Cost benefit analysis

Over a 20 year period the net cost benefit of the UK Government’s renewable energy policy is negative.   This could be improved if local hydrogen storage is introduced with the following benefits:

  • improved efficiency as supply matches demand
  • the need for fossil fuel back-up is removed
  • lower carbon emissions
  • less investment in infrastructure costs
  • reduced stress to the system as ramping up and down is minimized
  • grid stability and continued freedom from blackouts
  • community, business and individual self-sufficiency

Renewable energy storage incentive (RESI)
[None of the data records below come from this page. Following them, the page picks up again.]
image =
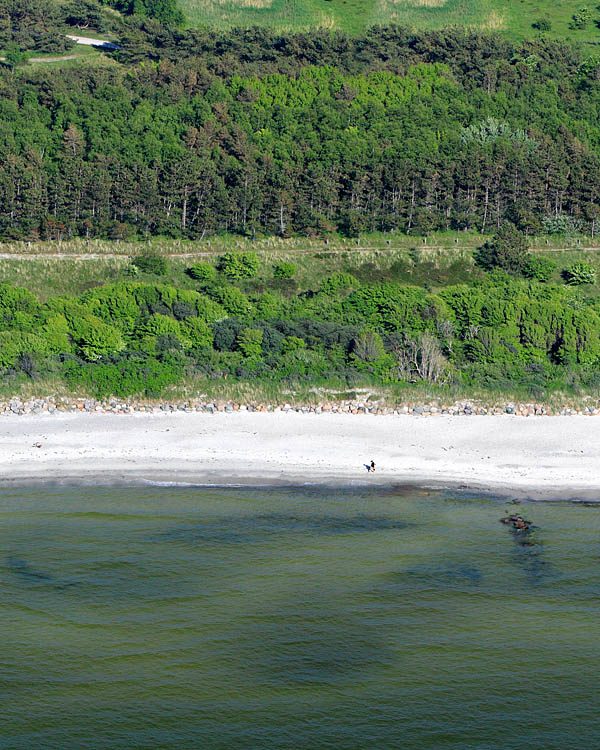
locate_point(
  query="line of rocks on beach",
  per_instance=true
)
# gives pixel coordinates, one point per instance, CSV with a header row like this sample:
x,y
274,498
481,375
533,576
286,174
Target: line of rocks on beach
x,y
64,405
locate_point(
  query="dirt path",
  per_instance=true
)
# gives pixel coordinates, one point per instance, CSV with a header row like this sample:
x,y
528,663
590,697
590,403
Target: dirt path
x,y
213,253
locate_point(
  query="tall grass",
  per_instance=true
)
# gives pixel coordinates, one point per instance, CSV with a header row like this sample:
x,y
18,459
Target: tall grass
x,y
353,16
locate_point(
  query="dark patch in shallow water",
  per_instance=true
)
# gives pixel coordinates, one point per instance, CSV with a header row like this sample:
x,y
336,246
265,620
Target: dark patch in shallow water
x,y
258,528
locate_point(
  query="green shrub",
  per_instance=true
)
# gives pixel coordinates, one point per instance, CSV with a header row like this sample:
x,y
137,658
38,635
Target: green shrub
x,y
158,325
580,19
579,273
338,282
284,270
94,338
205,272
507,250
15,344
249,342
198,333
239,265
151,263
135,376
539,268
233,300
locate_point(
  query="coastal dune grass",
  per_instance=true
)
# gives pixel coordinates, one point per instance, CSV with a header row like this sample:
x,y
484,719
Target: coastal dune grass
x,y
353,16
54,268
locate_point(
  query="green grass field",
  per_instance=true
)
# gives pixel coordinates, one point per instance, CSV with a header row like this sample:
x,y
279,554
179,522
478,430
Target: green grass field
x,y
50,269
514,17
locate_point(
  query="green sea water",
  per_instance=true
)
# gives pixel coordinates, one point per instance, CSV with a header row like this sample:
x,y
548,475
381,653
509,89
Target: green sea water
x,y
172,617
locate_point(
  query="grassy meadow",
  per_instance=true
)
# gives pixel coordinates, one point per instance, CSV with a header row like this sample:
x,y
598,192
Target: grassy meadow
x,y
55,268
512,17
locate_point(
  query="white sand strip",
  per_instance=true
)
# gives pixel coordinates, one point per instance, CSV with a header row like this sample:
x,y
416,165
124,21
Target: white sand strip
x,y
522,456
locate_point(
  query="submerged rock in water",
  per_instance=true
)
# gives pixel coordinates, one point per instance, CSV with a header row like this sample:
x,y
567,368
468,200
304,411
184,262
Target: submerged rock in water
x,y
517,522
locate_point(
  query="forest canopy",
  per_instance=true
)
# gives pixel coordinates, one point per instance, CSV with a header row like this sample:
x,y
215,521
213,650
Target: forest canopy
x,y
194,132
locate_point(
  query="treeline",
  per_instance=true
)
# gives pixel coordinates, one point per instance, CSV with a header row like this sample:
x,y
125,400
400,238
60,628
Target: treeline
x,y
143,336
250,132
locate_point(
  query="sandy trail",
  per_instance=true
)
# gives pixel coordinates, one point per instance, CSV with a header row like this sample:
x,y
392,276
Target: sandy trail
x,y
525,457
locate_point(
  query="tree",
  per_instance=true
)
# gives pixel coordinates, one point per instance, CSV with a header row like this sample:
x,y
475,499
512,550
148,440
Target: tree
x,y
579,273
14,56
508,250
249,341
239,265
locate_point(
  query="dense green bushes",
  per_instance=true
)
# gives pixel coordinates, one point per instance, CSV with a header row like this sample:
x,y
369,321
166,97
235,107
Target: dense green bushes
x,y
124,338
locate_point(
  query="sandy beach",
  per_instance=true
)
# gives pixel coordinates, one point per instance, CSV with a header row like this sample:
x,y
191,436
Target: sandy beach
x,y
538,457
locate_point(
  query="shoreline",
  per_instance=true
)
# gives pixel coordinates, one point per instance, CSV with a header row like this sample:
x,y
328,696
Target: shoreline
x,y
517,457
365,404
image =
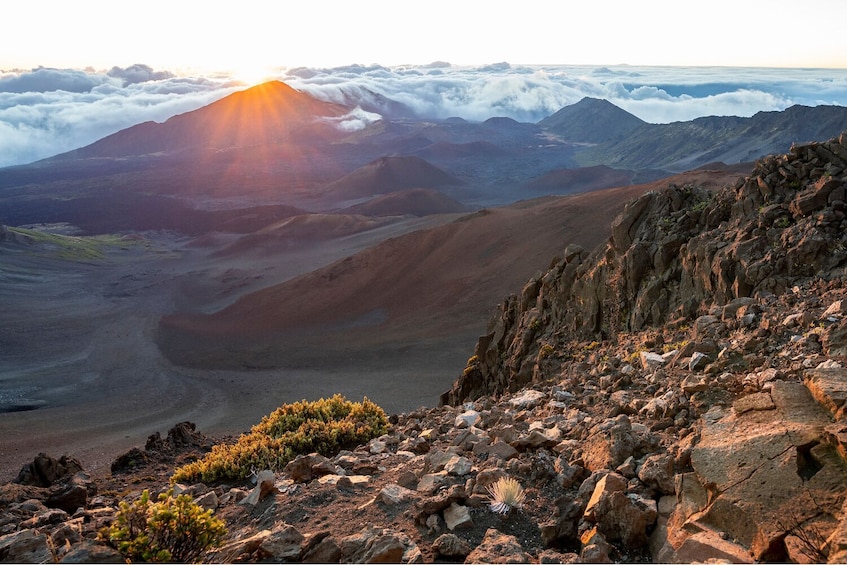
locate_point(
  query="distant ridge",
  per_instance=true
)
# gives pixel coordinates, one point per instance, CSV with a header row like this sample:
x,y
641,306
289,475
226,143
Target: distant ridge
x,y
389,174
414,201
592,120
580,180
264,114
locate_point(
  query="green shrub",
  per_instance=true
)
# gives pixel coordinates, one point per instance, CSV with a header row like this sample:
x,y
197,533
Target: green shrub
x,y
174,529
325,426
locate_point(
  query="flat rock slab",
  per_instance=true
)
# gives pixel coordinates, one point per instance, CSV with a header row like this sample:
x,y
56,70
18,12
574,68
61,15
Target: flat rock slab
x,y
756,401
829,387
766,470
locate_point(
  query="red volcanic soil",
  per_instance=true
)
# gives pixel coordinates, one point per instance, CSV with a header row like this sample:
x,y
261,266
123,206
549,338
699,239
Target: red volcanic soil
x,y
427,285
389,174
580,180
303,227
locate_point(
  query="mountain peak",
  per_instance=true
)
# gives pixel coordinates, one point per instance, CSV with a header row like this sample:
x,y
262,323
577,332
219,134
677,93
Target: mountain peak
x,y
267,113
591,120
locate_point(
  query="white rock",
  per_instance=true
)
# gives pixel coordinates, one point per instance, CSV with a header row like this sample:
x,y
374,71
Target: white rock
x,y
467,419
528,399
394,494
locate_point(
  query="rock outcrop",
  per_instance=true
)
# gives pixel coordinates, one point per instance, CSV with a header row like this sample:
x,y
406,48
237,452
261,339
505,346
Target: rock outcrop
x,y
673,255
704,420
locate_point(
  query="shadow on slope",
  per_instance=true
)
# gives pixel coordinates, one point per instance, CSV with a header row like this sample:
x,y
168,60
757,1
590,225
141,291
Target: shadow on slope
x,y
431,286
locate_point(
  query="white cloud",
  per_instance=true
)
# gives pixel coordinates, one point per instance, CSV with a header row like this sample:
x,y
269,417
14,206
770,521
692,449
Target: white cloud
x,y
48,111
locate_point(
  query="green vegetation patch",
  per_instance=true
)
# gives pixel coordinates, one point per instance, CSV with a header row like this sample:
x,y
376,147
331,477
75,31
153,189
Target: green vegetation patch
x,y
73,248
174,529
325,426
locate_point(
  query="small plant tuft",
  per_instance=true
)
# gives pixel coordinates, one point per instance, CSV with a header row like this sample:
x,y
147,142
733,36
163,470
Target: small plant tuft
x,y
325,426
174,529
505,495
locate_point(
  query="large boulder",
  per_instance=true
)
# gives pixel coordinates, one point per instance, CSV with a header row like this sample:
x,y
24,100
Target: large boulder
x,y
759,475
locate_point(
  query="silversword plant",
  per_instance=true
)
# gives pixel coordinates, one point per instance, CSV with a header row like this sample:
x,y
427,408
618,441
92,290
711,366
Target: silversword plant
x,y
506,494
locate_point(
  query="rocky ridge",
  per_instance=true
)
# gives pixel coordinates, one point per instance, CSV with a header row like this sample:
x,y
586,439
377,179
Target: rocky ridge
x,y
677,395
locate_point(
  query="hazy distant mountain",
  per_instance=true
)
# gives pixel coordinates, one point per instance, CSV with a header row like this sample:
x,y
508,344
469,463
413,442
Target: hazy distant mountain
x,y
580,180
682,146
267,114
592,120
273,145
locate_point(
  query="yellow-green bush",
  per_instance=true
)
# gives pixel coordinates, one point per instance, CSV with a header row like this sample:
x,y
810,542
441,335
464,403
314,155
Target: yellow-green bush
x,y
324,426
174,529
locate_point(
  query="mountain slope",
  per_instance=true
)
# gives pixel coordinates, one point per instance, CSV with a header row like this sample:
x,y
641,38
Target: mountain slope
x,y
685,145
433,284
389,174
267,114
592,120
579,180
675,254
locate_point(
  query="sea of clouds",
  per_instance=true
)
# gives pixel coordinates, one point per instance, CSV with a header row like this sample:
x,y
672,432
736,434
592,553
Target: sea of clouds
x,y
46,111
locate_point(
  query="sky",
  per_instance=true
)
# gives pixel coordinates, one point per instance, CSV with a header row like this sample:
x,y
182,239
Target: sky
x,y
73,72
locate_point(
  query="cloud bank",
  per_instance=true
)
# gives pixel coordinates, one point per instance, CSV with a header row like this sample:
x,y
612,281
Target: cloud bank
x,y
44,111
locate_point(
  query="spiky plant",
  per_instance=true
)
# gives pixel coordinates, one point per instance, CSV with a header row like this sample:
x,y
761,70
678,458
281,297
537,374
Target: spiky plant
x,y
505,495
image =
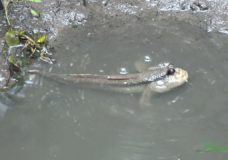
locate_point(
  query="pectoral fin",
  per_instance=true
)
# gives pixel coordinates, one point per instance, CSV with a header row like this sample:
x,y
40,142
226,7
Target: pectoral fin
x,y
140,66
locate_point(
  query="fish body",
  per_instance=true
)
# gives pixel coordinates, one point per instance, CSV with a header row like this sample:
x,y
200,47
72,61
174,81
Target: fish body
x,y
161,78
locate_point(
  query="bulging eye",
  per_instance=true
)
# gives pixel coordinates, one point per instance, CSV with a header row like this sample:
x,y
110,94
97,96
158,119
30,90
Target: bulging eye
x,y
170,71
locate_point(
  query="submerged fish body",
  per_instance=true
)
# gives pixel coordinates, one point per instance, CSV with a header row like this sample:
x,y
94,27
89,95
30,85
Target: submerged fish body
x,y
160,79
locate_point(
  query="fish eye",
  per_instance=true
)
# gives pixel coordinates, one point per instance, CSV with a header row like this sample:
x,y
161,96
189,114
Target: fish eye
x,y
170,71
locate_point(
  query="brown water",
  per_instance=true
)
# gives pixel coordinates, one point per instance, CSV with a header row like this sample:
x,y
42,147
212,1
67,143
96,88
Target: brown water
x,y
56,122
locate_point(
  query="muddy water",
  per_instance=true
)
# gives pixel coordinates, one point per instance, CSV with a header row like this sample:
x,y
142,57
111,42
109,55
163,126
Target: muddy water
x,y
56,122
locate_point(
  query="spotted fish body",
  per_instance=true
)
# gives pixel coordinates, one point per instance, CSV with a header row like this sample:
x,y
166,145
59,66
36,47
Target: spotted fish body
x,y
129,83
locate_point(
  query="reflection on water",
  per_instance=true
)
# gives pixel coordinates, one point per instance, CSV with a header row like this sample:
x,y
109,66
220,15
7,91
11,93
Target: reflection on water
x,y
63,122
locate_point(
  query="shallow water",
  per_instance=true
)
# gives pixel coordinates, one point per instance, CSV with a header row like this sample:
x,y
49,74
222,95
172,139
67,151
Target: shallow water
x,y
59,122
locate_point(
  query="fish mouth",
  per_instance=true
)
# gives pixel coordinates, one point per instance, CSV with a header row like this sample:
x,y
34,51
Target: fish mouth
x,y
181,75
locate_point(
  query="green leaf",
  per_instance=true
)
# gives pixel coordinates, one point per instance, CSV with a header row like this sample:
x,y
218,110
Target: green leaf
x,y
11,38
42,38
35,1
35,13
11,59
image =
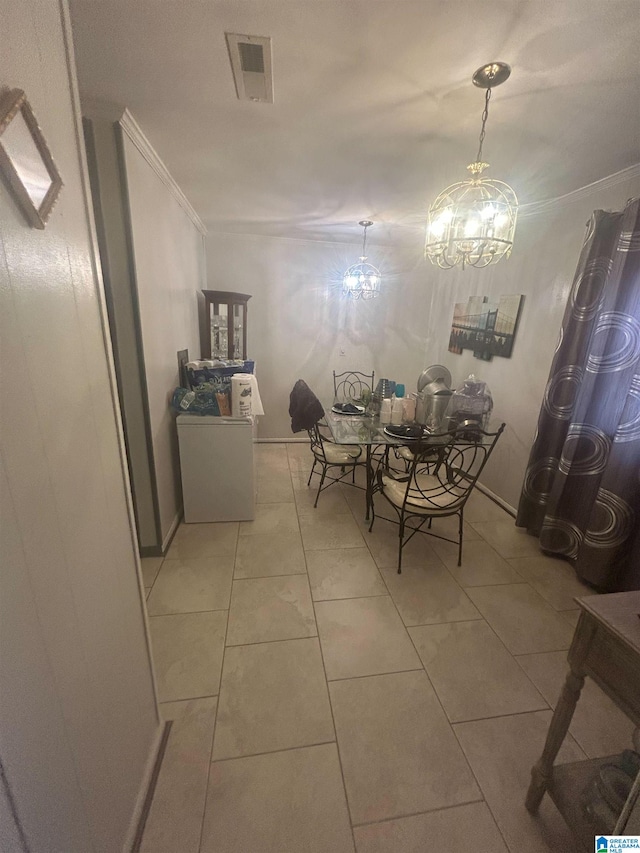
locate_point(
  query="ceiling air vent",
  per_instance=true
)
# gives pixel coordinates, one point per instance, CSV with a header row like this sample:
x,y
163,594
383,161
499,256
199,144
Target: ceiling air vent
x,y
251,65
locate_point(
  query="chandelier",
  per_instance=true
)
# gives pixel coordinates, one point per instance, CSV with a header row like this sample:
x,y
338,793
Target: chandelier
x,y
473,222
362,280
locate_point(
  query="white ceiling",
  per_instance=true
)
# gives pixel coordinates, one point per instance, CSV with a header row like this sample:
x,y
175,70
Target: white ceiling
x,y
374,107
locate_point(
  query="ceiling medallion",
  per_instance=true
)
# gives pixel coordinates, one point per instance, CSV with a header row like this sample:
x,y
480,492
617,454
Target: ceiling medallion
x,y
472,223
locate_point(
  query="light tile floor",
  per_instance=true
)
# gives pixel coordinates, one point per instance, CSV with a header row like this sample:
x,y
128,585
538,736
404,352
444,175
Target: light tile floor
x,y
322,703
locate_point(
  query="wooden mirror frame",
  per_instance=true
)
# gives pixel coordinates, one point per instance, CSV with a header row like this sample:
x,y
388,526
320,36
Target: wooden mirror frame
x,y
12,103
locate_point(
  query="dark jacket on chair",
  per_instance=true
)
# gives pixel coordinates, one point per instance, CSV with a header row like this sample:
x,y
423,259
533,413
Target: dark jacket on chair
x,y
304,407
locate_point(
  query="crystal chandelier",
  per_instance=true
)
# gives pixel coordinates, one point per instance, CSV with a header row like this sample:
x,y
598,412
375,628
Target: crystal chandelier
x,y
473,222
362,280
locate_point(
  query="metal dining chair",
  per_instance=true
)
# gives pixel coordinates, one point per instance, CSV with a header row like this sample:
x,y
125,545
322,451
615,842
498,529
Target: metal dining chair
x,y
437,485
348,386
329,455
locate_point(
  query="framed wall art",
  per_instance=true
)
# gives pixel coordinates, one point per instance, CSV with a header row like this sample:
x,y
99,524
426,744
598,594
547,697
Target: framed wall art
x,y
485,325
26,163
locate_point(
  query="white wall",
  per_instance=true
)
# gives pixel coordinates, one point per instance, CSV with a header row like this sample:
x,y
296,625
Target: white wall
x,y
110,204
169,260
298,323
78,716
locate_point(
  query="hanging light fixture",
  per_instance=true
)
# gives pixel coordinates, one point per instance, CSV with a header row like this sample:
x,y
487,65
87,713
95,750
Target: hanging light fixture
x,y
362,280
473,222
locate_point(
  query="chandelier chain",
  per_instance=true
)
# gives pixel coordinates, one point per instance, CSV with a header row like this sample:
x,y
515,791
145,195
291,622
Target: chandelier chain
x,y
485,115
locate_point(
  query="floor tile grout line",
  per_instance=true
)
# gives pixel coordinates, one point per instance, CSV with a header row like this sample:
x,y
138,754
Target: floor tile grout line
x,y
264,577
271,751
188,612
480,788
546,709
270,642
374,674
189,698
215,722
333,720
335,730
418,814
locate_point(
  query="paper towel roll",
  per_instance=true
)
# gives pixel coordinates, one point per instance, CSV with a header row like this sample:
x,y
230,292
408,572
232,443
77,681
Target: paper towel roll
x,y
241,393
245,396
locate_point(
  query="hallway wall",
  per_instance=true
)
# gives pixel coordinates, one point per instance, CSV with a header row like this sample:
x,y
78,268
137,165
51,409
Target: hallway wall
x,y
78,717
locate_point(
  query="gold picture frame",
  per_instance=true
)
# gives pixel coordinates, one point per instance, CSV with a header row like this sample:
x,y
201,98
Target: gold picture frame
x,y
26,163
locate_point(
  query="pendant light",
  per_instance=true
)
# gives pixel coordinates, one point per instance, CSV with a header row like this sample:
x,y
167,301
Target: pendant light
x,y
362,280
472,223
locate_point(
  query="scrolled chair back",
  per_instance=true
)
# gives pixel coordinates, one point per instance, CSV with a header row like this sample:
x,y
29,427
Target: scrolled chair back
x,y
352,386
442,476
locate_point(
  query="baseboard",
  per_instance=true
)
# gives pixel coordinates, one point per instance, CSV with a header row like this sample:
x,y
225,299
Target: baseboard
x,y
148,787
150,551
282,440
496,499
168,539
161,550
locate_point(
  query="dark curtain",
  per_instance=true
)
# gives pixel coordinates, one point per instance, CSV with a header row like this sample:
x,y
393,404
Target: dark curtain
x,y
581,493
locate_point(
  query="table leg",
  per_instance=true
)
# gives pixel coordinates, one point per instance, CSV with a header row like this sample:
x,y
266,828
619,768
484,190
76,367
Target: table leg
x,y
543,769
369,483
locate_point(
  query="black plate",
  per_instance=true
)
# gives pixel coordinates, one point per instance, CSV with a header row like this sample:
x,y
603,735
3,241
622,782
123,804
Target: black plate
x,y
407,432
347,409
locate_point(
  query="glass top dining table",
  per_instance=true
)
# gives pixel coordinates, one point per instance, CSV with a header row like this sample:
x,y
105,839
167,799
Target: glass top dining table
x,y
367,431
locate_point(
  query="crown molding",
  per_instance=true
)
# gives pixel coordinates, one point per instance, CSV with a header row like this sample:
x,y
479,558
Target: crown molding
x,y
547,205
131,127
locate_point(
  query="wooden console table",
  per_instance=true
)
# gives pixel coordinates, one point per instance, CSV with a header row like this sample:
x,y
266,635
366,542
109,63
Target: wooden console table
x,y
606,647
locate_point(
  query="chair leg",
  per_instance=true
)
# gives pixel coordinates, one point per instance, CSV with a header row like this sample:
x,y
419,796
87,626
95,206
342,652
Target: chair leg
x,y
313,468
400,538
324,474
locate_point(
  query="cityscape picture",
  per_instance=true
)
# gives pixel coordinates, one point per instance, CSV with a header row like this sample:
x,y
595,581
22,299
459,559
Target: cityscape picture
x,y
486,326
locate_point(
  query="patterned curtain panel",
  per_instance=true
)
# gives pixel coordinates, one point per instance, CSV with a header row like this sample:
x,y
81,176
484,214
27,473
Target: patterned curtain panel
x,y
581,493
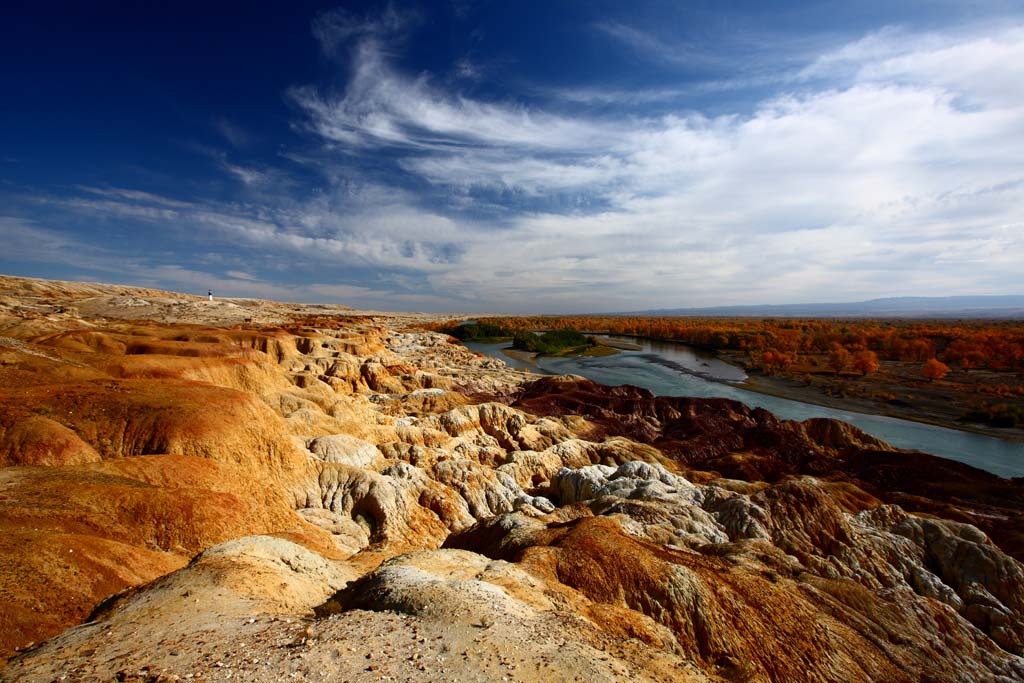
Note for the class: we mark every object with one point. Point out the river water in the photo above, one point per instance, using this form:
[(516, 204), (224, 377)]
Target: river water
[(676, 370)]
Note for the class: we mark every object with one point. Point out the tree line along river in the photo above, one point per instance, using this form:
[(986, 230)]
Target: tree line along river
[(675, 370)]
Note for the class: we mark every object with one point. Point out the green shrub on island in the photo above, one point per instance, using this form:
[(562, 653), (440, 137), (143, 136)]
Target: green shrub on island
[(552, 342)]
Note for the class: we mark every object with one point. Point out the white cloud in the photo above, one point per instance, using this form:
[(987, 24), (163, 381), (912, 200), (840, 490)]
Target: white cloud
[(891, 166)]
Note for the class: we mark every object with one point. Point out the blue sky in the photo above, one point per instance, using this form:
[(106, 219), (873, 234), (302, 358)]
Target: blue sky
[(522, 157)]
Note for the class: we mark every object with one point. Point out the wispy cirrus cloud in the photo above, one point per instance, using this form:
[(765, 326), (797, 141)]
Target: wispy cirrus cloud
[(885, 166)]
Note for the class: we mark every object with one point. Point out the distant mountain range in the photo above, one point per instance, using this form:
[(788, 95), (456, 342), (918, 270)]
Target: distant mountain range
[(1011, 306)]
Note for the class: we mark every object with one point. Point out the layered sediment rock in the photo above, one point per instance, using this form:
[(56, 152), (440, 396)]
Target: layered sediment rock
[(360, 501)]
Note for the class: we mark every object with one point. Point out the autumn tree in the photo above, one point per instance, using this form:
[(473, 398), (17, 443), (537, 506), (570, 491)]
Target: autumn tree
[(839, 357), (865, 361), (774, 359), (934, 370)]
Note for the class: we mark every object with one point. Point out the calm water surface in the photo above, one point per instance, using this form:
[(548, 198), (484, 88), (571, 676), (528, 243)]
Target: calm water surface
[(675, 370)]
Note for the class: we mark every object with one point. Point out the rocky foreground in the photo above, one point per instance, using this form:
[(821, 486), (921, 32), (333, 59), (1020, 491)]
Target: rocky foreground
[(246, 491)]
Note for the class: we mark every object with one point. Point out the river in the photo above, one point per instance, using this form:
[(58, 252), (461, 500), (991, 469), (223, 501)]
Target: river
[(675, 370)]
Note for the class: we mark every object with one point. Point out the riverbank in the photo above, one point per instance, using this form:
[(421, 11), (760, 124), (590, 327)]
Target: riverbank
[(529, 357), (929, 411)]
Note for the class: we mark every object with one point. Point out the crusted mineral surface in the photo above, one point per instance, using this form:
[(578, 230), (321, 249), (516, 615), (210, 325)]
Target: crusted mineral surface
[(261, 492)]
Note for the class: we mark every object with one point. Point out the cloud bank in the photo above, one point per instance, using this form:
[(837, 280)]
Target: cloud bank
[(888, 166)]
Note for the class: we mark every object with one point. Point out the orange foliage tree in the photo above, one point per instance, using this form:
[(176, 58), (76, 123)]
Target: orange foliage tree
[(839, 357), (865, 361), (996, 345), (934, 370), (774, 359)]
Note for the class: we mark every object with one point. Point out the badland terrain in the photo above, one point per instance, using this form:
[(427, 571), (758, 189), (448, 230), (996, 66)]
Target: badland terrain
[(242, 489)]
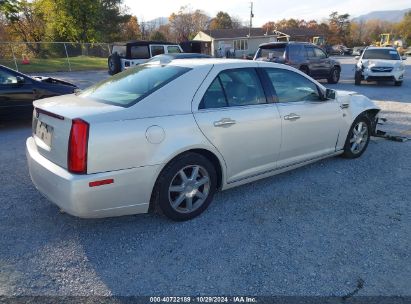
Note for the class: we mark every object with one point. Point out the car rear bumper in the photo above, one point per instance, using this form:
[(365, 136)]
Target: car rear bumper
[(129, 193)]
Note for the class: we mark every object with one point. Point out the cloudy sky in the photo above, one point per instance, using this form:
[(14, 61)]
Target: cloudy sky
[(265, 10)]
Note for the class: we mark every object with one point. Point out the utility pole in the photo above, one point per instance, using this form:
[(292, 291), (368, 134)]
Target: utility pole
[(251, 19)]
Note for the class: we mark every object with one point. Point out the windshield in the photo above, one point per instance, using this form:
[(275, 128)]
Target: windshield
[(134, 84), (387, 54)]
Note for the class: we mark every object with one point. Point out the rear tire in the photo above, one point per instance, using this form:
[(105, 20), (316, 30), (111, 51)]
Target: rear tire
[(185, 187), (334, 75), (357, 78), (114, 64), (358, 138)]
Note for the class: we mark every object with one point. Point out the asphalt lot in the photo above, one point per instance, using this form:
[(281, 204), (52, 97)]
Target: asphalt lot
[(318, 230)]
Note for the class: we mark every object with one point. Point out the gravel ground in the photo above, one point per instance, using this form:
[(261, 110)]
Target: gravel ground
[(318, 230)]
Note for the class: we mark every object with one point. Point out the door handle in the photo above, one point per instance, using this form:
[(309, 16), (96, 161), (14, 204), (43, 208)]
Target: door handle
[(292, 116), (224, 122)]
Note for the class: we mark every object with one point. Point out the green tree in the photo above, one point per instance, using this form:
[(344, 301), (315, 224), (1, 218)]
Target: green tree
[(404, 27), (158, 36)]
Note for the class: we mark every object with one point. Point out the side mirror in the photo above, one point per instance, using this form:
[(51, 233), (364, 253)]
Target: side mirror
[(20, 80), (330, 94)]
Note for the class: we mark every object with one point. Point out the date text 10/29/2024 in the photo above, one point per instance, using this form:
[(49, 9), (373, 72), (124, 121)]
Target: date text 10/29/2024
[(204, 299)]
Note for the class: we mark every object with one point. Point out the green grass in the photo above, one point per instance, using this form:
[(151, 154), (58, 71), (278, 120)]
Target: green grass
[(80, 63)]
However, further technical improvements and cost reductions are necessary to make wind power with hydrogen storage more viable and competitive against diesel generators.  For this reason there is a strong argument for fostering a distributed renewable system which generates, stores and utilizes green energy at the point of use.  As with other immature renewable technologies, initial financial incentives will be required to help cover the cost of systems of renewable energy plus storage.   Alongside Feed in Tariffs for renewable energy, it is proposed that there should be a Renewable Energy Storage Incentive (RESI), which would offer huge potential benefits to the operational effectiveness of the grid.  The value of storage from the commercial point of view is illustrated when at times of peak demand the electricity price can jump in half an hour from around £35 per megawatt hour (MWh) up to £140.   There is little to be gained if homes export electricity to the grid at times when availability is high and demand is low.   Energy storage would address this by mopping up intermittency in the form of a clean fuel consumed at household level.  The Government should add a 10p tariff for storing green electricity to the present FIT rates, as renewable storage will reduce rather than increase fuel bills.

The Department of Energy and Climate Change (DECC) has published their Low Carbon Transition Plan, which recognizes the problem of back-up power for intermittent renewable energy but does not solve it. There is also likely to be an energy gap from 2017 as oil, coal and nuclear plants close down, even if wind power meets its targets. Biomass power plants are not the answer as they could cause significant pollution in urban areas and mis-spent Government subsidies on biofuels have encouraged the cultivation of non-sustainable crops, they have driven deforestation and caused rises in food prices. Local renewable energy storage is the only viable way both to slash UK carbon emissions in the short term and to meet strict renewable targets. The mismatch between electricity supply and demand occurs with high peaks for a few hours per day and particularly at weekends.  The peaks can be reduced by demand side management, but are best dealt with locally through the use of energy storage.

British policy lead

One British company is taking the lead with hydrogen for transport.  Yorkshire-based ITM Power is developing a hydrogen infrastructure for transport operators and has a demonstration home powered by hydrogen at its factory. They are working with the global wind turbine manufacturer, Vestas, which is aiming to generate the most sustainable return on wind for their customers. The electricity industry is extremely conservative and is reluctant to take on the risk of developing new technologies, so the Government should encourage the energy storage sector in the same way as it has done with the Renewable Obligation Certificates.   The UK currently has less than a 5% share of the global market for green technology – less than Japan, France, Germany, Spain or the US.  Analysis of R & D investment indicates that UK companies invest less in R & D regardless of their size as compared to their G8 competitors.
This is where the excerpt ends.